Walking The EVO! this morning, we heard birds, which I often do, that reminded me of Dvorak's Fifth Symphony, Fourth Movement. My memory is bad. I can remember the fingering, but not the position (violin). We did an abridged version. It went 5125125125125 3 (with a tremolo on the 3). Making matters worse, I sang piano fingering in my head as I learned violin pieces, 1 was an open string.

I loved the song when we played with the band for the full orchestra. It was most inspiring. Anyway, I remember being disappointed when our orchestra teacher said Dvorak had pulled together slave spirituals from the New World for the symphony. Not that there's anything depressing about slavery to bring down a majestic composition. Besides giving away the meaning of a song is always sure to disappoint, right?
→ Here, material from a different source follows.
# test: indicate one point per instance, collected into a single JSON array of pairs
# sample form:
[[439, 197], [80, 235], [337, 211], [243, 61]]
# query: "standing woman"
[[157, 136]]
So, anyway, in this part of the country, there are these birds who sing the 5125125125125, but this was the first time I heard them singing with birds that trilled on the 3. The emulation of the symphony and thinking I'd heard what Dvorak had brought a smile to the face.

I'm sitting here listening to Dvorak, waiting for the part in question to come around ... tra la la ... The YouTube either skipped or I slept through the critical portion. My guess is the notes were CEGCEGCEGC G#. I'm feeling tone-deaf, among other things today.